En tant que conteur du merveilleux qu’est-ce que je contribue à activer ce faisant ? D’où vient parfois cette grâce qui semble saisir toute une assemblée ? Dans quelle généalogie de l’esprit j’inscris les contes que je raconte ?

A ces questions, je répondais il y a peu encore, et entre autre, par Jung, l’inconscient collectif, l’anima et l’animus, etc… Étant maintenant entré de plein pied (et de pleine âme si j’ose dire) dans la Voie du Tambour, je répondrai différemment.

Je dirais qu’en racontant ces récits, le conteur convoque des « présences » qui vivent dorénavant aux lisières de notre monde, après en avoir été chassées plus par désintérêt des uns et des autres que par réelle volonté de s’en débarrasser. Et qu’ainsi, le conteur réactive une union oubliée, replaçant l’auditeur, les histoires, le conteur et ces « présences » en un cercle qui n’aurait jamais dû être défait et dont nous portons en nous la cicatrice inconsolable de la perte.

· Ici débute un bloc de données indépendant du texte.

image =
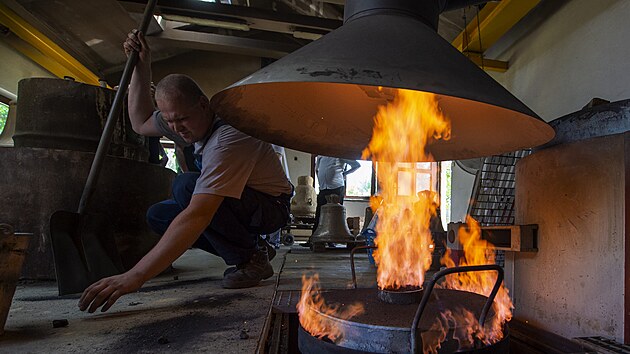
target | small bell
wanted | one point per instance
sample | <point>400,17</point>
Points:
<point>332,227</point>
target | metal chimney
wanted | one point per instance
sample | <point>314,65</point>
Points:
<point>322,98</point>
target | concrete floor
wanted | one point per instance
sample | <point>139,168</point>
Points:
<point>184,310</point>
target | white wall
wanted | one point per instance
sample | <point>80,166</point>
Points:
<point>14,67</point>
<point>579,53</point>
<point>299,164</point>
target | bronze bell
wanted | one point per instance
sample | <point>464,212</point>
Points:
<point>332,227</point>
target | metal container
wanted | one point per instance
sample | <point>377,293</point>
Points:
<point>68,115</point>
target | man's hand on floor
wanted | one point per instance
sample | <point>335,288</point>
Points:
<point>106,291</point>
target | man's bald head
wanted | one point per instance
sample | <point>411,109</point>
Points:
<point>178,87</point>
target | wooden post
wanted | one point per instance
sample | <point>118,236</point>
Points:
<point>12,251</point>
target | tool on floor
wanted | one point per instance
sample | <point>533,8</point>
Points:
<point>84,249</point>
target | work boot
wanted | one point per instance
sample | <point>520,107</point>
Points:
<point>250,273</point>
<point>263,245</point>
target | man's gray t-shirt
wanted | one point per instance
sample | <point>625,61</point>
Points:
<point>232,160</point>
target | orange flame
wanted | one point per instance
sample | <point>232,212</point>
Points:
<point>477,252</point>
<point>315,314</point>
<point>402,131</point>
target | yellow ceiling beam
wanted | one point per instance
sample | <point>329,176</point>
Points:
<point>492,22</point>
<point>42,50</point>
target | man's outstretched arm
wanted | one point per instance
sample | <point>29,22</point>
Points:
<point>180,235</point>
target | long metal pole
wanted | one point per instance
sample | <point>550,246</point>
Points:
<point>110,123</point>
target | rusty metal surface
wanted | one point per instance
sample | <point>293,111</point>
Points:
<point>36,182</point>
<point>68,115</point>
<point>330,90</point>
<point>601,120</point>
<point>387,327</point>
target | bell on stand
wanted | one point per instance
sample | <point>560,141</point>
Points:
<point>333,227</point>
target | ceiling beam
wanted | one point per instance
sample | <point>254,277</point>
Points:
<point>491,22</point>
<point>42,50</point>
<point>225,43</point>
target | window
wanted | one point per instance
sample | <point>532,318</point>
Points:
<point>4,113</point>
<point>359,182</point>
<point>446,168</point>
<point>416,177</point>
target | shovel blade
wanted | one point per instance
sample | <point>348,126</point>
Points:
<point>84,250</point>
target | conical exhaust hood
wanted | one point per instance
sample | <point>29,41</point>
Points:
<point>322,98</point>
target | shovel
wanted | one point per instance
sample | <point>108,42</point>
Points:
<point>83,246</point>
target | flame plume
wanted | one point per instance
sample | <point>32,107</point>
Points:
<point>402,131</point>
<point>478,252</point>
<point>313,311</point>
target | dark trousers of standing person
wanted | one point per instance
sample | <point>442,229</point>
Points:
<point>234,229</point>
<point>321,200</point>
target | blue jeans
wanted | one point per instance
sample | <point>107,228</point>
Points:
<point>234,229</point>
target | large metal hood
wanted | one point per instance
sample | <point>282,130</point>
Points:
<point>322,98</point>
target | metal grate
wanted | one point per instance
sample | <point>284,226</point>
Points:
<point>492,200</point>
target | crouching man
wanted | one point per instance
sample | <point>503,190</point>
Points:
<point>240,193</point>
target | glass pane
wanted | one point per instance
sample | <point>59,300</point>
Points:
<point>359,182</point>
<point>445,190</point>
<point>4,112</point>
<point>404,165</point>
<point>423,181</point>
<point>405,186</point>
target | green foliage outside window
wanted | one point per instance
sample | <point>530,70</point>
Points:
<point>4,112</point>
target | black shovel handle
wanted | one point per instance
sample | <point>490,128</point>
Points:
<point>110,123</point>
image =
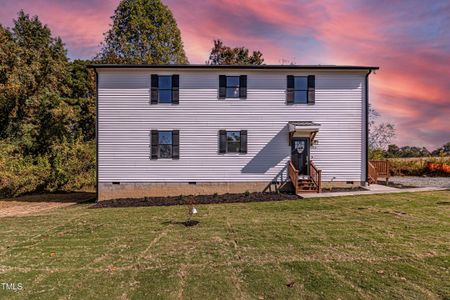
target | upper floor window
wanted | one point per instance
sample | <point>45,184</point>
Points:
<point>165,89</point>
<point>300,89</point>
<point>232,86</point>
<point>233,141</point>
<point>165,144</point>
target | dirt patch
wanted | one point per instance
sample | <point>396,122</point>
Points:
<point>333,190</point>
<point>396,185</point>
<point>199,199</point>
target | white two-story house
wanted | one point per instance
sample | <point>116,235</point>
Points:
<point>203,129</point>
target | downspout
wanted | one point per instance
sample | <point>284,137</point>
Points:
<point>96,134</point>
<point>367,123</point>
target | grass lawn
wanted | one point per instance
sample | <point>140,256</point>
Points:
<point>374,246</point>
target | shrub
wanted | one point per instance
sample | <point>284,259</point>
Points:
<point>67,167</point>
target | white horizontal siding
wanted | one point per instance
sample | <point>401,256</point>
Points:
<point>126,118</point>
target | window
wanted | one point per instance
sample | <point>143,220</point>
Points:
<point>233,141</point>
<point>165,144</point>
<point>232,86</point>
<point>301,89</point>
<point>165,89</point>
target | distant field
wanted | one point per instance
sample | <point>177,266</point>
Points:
<point>417,166</point>
<point>374,246</point>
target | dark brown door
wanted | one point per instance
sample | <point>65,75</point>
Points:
<point>300,155</point>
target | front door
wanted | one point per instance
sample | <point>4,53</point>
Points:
<point>300,154</point>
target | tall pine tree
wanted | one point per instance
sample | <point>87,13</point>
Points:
<point>143,31</point>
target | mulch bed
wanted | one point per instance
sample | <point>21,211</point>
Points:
<point>199,199</point>
<point>333,190</point>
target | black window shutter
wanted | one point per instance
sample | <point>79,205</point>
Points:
<point>311,89</point>
<point>154,90</point>
<point>155,144</point>
<point>222,141</point>
<point>290,90</point>
<point>175,89</point>
<point>176,144</point>
<point>222,86</point>
<point>243,86</point>
<point>243,141</point>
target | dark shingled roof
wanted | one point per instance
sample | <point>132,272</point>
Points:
<point>224,67</point>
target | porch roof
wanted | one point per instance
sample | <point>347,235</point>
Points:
<point>304,126</point>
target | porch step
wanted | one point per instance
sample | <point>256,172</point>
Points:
<point>307,185</point>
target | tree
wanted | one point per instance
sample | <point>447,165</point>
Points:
<point>381,134</point>
<point>224,55</point>
<point>32,63</point>
<point>143,31</point>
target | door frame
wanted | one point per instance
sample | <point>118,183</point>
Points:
<point>307,149</point>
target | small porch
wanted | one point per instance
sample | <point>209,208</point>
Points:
<point>302,171</point>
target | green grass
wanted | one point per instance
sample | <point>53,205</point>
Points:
<point>375,246</point>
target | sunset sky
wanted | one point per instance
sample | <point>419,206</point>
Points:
<point>408,40</point>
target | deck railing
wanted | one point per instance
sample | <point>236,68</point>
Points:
<point>293,175</point>
<point>316,176</point>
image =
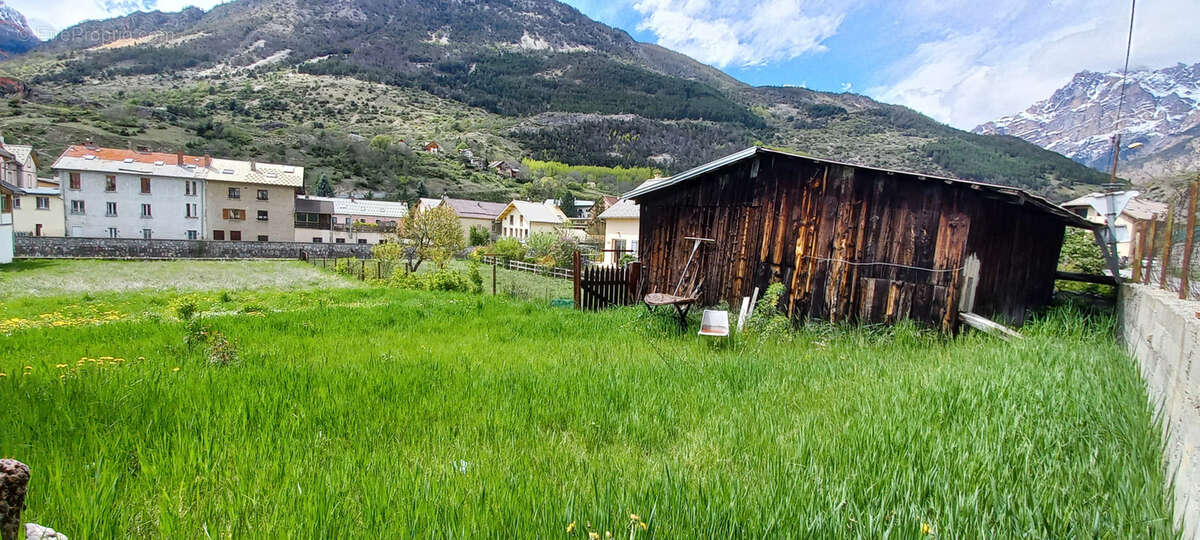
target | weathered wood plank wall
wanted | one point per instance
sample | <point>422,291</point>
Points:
<point>819,228</point>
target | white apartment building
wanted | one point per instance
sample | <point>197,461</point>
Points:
<point>132,193</point>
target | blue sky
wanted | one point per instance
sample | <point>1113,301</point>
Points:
<point>960,61</point>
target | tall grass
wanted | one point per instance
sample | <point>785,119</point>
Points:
<point>432,415</point>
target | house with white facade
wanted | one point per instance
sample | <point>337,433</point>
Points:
<point>132,193</point>
<point>521,219</point>
<point>1135,213</point>
<point>622,225</point>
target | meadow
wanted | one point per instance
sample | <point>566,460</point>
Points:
<point>365,411</point>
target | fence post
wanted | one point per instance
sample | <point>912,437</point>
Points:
<point>1150,249</point>
<point>1167,246</point>
<point>1139,238</point>
<point>1189,243</point>
<point>575,265</point>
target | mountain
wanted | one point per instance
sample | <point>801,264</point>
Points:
<point>312,81</point>
<point>16,35</point>
<point>1162,112</point>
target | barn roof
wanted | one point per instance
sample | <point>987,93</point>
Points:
<point>1013,195</point>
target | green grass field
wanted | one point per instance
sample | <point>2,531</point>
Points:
<point>359,411</point>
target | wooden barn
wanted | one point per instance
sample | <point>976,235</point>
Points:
<point>852,243</point>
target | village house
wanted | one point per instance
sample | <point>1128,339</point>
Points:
<point>37,211</point>
<point>251,202</point>
<point>850,243</point>
<point>6,237</point>
<point>341,220</point>
<point>621,229</point>
<point>1137,213</point>
<point>131,193</point>
<point>505,168</point>
<point>520,219</point>
<point>18,167</point>
<point>477,214</point>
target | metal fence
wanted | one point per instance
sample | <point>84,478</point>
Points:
<point>1165,246</point>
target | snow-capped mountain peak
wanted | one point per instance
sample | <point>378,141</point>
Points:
<point>1162,109</point>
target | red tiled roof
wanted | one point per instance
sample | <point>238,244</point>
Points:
<point>112,154</point>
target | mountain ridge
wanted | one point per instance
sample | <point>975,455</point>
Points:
<point>552,83</point>
<point>1162,112</point>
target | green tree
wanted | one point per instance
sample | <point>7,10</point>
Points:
<point>433,235</point>
<point>323,187</point>
<point>567,203</point>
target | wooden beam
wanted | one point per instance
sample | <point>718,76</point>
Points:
<point>1085,277</point>
<point>1189,243</point>
<point>989,327</point>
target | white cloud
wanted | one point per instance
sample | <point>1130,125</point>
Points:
<point>981,67</point>
<point>741,33</point>
<point>49,17</point>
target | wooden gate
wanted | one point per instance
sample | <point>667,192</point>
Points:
<point>600,287</point>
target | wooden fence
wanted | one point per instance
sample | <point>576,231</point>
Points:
<point>600,287</point>
<point>1164,246</point>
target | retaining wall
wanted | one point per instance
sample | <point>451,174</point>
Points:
<point>1164,334</point>
<point>52,247</point>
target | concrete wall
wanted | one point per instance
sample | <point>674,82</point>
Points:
<point>1164,334</point>
<point>130,249</point>
<point>27,219</point>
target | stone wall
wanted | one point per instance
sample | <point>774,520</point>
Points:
<point>34,247</point>
<point>1164,334</point>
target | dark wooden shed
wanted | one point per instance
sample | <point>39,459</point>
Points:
<point>853,243</point>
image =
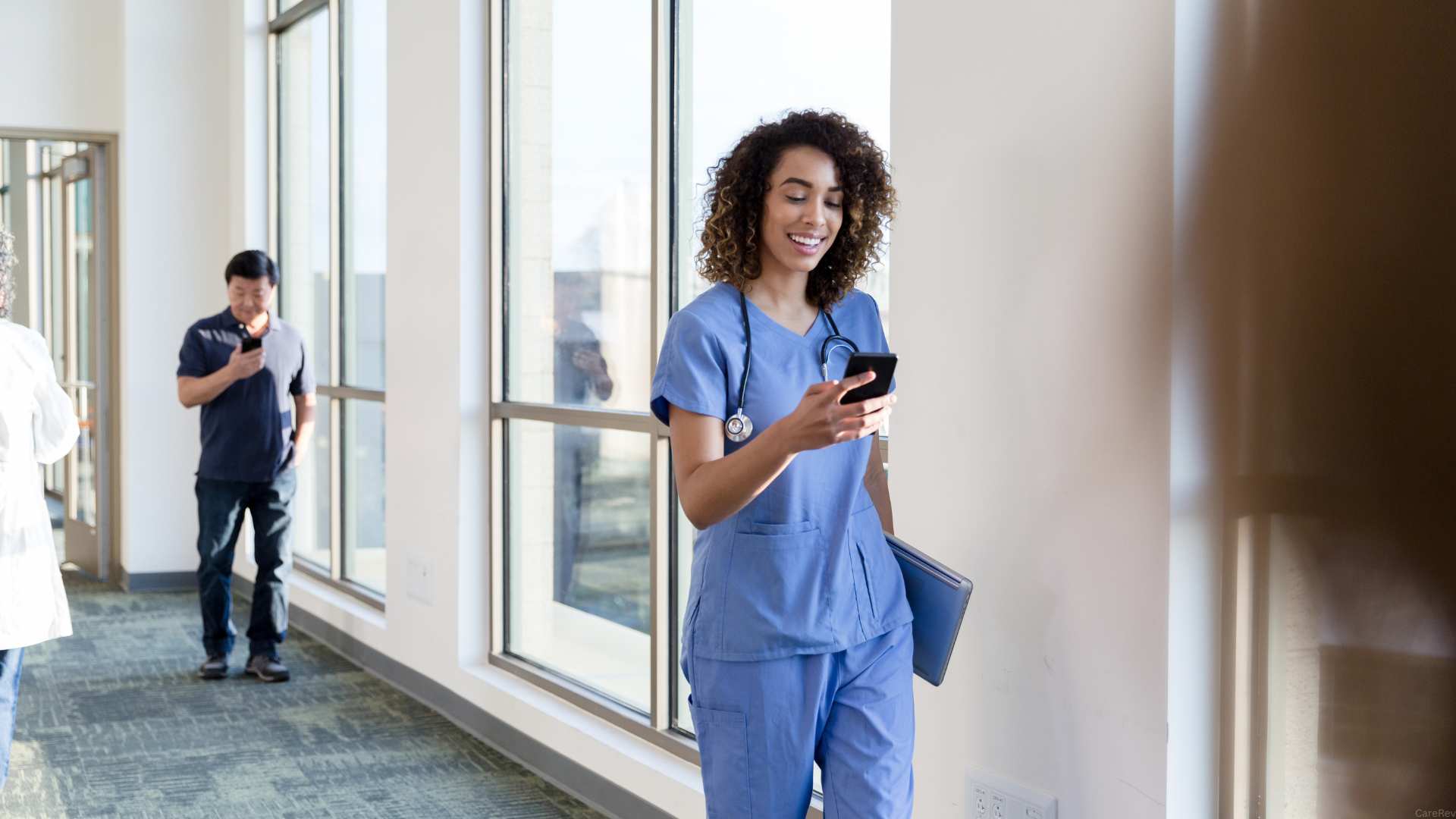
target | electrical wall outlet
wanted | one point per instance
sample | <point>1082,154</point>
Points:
<point>419,580</point>
<point>995,798</point>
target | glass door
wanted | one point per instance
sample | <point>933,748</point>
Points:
<point>82,497</point>
<point>72,283</point>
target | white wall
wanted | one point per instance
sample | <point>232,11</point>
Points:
<point>152,72</point>
<point>60,64</point>
<point>175,240</point>
<point>1031,445</point>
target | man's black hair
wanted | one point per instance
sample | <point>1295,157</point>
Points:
<point>253,264</point>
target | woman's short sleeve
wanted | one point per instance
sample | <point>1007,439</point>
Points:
<point>691,372</point>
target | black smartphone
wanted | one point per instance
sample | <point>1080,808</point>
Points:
<point>883,366</point>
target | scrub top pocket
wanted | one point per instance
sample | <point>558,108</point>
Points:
<point>884,586</point>
<point>777,586</point>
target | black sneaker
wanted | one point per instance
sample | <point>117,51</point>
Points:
<point>215,668</point>
<point>267,670</point>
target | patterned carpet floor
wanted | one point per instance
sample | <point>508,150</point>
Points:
<point>114,722</point>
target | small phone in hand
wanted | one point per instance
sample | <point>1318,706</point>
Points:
<point>881,363</point>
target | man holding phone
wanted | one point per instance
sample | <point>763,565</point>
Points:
<point>251,375</point>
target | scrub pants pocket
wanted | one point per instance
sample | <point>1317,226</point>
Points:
<point>723,736</point>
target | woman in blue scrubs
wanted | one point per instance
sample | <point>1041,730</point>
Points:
<point>797,640</point>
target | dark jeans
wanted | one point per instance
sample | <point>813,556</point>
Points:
<point>220,516</point>
<point>9,698</point>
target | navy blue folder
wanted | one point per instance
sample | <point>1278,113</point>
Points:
<point>938,598</point>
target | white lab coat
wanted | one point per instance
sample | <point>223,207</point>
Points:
<point>36,426</point>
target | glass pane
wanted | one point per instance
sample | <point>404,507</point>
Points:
<point>364,164</point>
<point>577,556</point>
<point>82,248</point>
<point>53,273</point>
<point>579,216</point>
<point>310,506</point>
<point>303,184</point>
<point>730,95</point>
<point>682,716</point>
<point>364,493</point>
<point>86,457</point>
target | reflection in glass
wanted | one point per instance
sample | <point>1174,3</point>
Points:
<point>82,242</point>
<point>579,237</point>
<point>310,506</point>
<point>86,457</point>
<point>364,164</point>
<point>303,184</point>
<point>577,556</point>
<point>683,575</point>
<point>53,275</point>
<point>364,499</point>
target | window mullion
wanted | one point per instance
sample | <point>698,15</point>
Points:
<point>335,297</point>
<point>658,532</point>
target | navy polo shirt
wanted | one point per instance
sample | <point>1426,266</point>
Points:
<point>248,428</point>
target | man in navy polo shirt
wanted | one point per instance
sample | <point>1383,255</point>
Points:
<point>256,422</point>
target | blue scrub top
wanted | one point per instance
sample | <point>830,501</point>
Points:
<point>804,569</point>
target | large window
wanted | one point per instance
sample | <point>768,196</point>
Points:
<point>613,114</point>
<point>328,235</point>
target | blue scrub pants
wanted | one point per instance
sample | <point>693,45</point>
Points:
<point>9,698</point>
<point>762,726</point>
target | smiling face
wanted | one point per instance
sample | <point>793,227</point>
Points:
<point>801,212</point>
<point>249,297</point>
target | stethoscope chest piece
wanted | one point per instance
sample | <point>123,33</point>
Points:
<point>739,428</point>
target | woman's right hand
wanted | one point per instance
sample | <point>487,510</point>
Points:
<point>820,420</point>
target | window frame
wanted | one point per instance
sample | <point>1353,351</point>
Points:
<point>670,210</point>
<point>655,726</point>
<point>331,387</point>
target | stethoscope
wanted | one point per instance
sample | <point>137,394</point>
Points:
<point>739,426</point>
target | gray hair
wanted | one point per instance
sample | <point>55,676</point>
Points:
<point>6,267</point>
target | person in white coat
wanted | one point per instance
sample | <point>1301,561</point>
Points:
<point>36,426</point>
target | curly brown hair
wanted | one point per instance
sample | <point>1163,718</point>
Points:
<point>740,181</point>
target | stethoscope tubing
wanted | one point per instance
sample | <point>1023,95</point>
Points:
<point>739,426</point>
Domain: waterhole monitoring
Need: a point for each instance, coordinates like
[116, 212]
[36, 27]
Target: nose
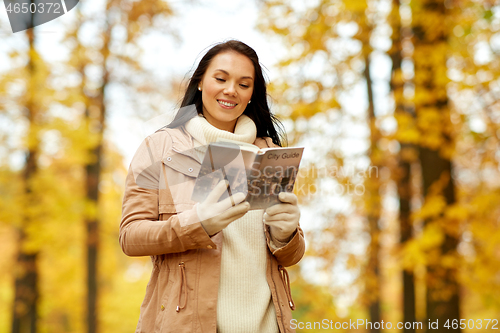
[230, 89]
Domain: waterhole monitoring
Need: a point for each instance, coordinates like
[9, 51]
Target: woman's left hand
[283, 218]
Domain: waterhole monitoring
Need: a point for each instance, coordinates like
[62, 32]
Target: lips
[226, 103]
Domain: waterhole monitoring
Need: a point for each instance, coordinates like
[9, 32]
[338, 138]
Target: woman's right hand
[215, 216]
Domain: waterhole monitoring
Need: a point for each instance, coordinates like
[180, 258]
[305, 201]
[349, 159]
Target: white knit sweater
[244, 299]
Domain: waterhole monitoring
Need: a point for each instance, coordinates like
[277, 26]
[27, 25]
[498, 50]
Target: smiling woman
[227, 88]
[218, 267]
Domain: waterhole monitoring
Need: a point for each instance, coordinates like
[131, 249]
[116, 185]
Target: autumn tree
[407, 136]
[335, 37]
[24, 309]
[430, 26]
[115, 59]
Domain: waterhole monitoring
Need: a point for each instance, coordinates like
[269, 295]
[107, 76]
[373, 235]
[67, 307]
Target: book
[261, 174]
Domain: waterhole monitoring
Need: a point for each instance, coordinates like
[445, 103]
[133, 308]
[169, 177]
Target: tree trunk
[97, 124]
[403, 178]
[374, 205]
[431, 31]
[25, 312]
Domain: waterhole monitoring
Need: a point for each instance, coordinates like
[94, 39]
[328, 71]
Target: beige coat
[181, 295]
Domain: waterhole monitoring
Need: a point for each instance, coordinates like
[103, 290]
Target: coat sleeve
[294, 250]
[141, 231]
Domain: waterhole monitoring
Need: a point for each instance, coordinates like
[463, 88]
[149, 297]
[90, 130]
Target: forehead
[232, 62]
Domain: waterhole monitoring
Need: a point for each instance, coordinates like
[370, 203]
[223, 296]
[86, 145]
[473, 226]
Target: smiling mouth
[226, 103]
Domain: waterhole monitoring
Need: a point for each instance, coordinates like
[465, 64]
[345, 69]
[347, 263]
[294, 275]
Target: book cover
[261, 174]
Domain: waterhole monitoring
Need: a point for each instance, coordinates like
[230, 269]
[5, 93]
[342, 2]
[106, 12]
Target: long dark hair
[267, 124]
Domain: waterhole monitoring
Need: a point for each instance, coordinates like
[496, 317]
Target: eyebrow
[243, 77]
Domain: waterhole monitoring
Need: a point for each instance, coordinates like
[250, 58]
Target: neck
[204, 132]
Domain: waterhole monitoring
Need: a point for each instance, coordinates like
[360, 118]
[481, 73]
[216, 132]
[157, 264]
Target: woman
[217, 267]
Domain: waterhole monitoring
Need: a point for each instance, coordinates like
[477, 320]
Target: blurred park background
[396, 102]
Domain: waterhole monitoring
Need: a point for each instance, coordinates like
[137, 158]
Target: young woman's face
[227, 87]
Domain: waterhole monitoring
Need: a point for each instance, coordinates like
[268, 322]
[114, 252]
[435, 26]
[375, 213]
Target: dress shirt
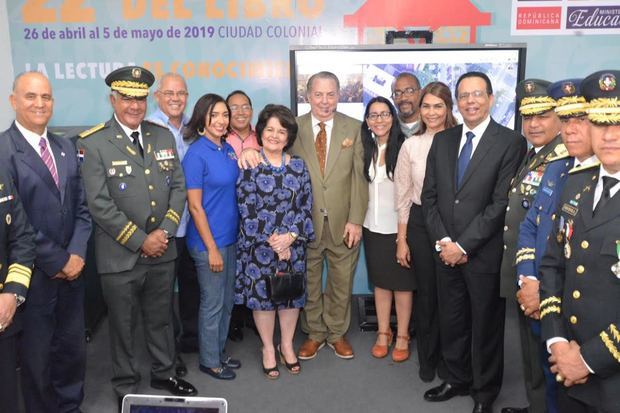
[239, 144]
[34, 139]
[329, 125]
[182, 145]
[381, 216]
[409, 173]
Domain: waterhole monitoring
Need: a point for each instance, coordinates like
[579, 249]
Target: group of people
[462, 215]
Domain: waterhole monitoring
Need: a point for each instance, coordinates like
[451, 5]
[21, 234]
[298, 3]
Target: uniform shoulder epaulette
[559, 152]
[92, 130]
[584, 167]
[156, 123]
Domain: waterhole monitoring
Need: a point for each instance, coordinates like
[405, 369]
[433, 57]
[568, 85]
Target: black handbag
[285, 285]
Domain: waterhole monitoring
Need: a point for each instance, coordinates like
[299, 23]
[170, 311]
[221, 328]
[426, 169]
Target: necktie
[135, 138]
[464, 158]
[608, 183]
[46, 156]
[320, 145]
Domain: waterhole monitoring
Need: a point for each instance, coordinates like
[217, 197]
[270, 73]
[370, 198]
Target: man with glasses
[242, 135]
[171, 97]
[464, 199]
[406, 97]
[136, 193]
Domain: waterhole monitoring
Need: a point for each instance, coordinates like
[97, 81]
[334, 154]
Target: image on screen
[368, 72]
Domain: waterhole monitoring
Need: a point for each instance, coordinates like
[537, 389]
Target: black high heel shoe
[293, 368]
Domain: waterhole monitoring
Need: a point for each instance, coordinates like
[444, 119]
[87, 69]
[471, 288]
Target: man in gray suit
[136, 192]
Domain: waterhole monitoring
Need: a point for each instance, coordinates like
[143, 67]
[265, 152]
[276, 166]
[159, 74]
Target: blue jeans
[216, 303]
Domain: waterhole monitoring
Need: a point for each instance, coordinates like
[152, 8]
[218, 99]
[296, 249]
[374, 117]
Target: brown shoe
[308, 350]
[342, 348]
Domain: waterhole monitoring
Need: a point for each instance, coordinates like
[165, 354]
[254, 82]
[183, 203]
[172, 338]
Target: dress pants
[145, 289]
[471, 317]
[9, 398]
[189, 296]
[425, 311]
[53, 345]
[327, 314]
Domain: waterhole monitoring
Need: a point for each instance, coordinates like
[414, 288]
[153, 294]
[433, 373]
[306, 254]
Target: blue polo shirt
[213, 169]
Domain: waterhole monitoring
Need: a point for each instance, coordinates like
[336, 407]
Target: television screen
[368, 71]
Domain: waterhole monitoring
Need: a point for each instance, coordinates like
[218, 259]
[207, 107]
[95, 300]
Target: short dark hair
[239, 92]
[473, 74]
[202, 108]
[284, 116]
[323, 75]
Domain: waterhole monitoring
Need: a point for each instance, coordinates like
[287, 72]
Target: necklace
[280, 168]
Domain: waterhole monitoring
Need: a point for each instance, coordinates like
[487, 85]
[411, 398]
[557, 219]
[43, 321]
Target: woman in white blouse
[414, 249]
[382, 138]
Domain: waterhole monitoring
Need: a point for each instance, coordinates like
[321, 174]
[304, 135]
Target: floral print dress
[271, 200]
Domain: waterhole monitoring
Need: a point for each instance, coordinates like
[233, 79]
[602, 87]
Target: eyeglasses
[170, 93]
[375, 116]
[240, 108]
[476, 94]
[408, 91]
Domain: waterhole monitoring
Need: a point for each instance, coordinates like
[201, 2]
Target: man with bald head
[45, 170]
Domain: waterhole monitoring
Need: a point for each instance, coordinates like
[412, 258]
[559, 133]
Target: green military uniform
[17, 255]
[533, 100]
[133, 190]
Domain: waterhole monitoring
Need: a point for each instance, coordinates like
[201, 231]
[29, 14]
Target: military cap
[533, 98]
[570, 101]
[131, 81]
[602, 91]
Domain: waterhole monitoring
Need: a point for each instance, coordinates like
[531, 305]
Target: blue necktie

Le conteur, quoi qu’il en pense exerce donc de fait et tout en l’ignorant une fonction chamanique… Et les récits des premiers temps regorgent d’histoires dans lesquelles il est dit que lorsque les histoires sont bien racontées « elles ont le pouvoir de transformer les bêtes en homme véritable. ». C’est-à-dire d’éveiller en nous notre humanité la plus profonde, en venant réveiller cette connexion à tout ce qui vit et dans tous les mondes explorables. Oui, les histoires ont (sont) des « pouvoirs » (et curieuse civilisation qui a fait de ce terme un synonyme d’emprise sur l’autre, alors qu’il s’agit ici d’un potentiel d’action sur le monde). Pouvoir de réunir ce qui a été défait, pouvoir de guérir (car oui, je le pense, certaines histoires peuvent guérir l’âme tout autant qu’un médicament le fait d’une maladie), pouvoir d’éveiller en nous des savoirs enfouis, pouvoir de faire revenir vers nous et en nous des présences qui nous avons repoussées dans les limbes…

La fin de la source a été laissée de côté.